Canadian growers fighting EFB

British Columbia: Hazelnut industry bounces back in a big way

For Peter Andres, torching what remained of his ravaged hazelnut trees was a last resort. Andres had been a prominent farmer in the B.C. hazelnut industry for more than two decades, but in 2011 a windblown spore called eastern filbert blight (EFB) struck his Agassiz orchard. At first, he chopped down infected trees. Within four years, the disease had become so pervasive that he burned the few survivors.

“It was 2008 when the first orchard in Chilliwack got hit, and I knew my farm was on the map for the next spread,” recalls Andres, former president of the BC Hazelnut Growers Association (BCHGA). “We spent $50,000 or more trying to cut down some of the [affected] trees on some of the farms, and we had some success slowing down the spread, but ultimately you can’t stop it.”
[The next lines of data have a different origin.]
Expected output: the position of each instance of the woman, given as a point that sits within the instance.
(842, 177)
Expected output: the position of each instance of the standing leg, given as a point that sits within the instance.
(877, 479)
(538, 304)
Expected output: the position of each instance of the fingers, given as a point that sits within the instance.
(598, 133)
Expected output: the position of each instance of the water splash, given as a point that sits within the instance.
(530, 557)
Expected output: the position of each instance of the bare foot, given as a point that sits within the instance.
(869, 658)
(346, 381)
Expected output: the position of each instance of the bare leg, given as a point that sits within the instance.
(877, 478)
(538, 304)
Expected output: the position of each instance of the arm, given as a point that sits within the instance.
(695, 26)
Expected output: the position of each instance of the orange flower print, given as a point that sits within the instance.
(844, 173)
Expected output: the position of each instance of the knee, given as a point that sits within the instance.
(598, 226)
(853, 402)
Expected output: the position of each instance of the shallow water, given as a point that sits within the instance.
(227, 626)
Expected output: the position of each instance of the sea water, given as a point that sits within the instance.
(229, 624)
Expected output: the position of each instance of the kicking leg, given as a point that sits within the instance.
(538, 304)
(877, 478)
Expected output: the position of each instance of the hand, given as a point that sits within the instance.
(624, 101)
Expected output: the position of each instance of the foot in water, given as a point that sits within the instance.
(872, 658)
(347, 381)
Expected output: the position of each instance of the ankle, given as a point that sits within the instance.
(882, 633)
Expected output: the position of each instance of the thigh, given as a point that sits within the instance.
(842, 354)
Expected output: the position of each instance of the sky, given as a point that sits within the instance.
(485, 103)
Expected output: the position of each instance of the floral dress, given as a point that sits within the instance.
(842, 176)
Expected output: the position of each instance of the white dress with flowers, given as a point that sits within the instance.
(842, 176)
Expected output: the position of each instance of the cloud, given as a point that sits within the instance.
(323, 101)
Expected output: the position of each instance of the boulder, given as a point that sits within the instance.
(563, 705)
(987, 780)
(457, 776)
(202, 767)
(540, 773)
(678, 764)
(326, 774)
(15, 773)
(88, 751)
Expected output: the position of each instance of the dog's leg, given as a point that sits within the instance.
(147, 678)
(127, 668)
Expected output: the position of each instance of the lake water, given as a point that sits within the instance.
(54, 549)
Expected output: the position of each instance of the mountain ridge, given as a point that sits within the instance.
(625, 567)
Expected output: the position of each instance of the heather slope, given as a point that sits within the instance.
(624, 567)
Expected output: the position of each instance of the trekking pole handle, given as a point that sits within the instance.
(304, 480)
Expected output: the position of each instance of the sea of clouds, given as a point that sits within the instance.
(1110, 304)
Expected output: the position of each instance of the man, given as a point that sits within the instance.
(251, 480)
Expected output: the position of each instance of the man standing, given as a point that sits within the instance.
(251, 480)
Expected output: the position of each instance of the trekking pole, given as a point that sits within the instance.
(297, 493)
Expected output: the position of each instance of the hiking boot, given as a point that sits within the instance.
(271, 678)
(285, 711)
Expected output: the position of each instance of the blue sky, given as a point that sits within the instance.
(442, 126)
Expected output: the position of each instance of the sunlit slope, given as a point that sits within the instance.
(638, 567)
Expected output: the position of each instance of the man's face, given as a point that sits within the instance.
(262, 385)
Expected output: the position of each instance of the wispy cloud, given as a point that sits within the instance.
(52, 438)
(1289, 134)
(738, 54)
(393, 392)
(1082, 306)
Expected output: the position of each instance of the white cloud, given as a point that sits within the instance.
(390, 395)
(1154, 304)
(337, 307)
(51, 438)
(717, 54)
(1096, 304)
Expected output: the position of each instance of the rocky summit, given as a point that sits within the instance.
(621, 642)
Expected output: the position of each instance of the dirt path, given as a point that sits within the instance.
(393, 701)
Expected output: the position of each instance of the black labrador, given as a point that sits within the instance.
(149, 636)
From 2006 through 2010, the B.C. hazelnut industry spanned 1,200 acres and produced more than a million pounds a year on average, according to the BCHGA. Easy-to-grow hazelnut trees were a favourite plant for hobby farmers, most of them in the Fraser Valley. But by 2015, EFB had wiped out the industry.

Now, thanks to the determination of farmers like Andres and some political will, B.C. hazelnuts are coming back. The 2018 harvest yielded 40,000 pounds, a number expected to grow exponentially in the next few years.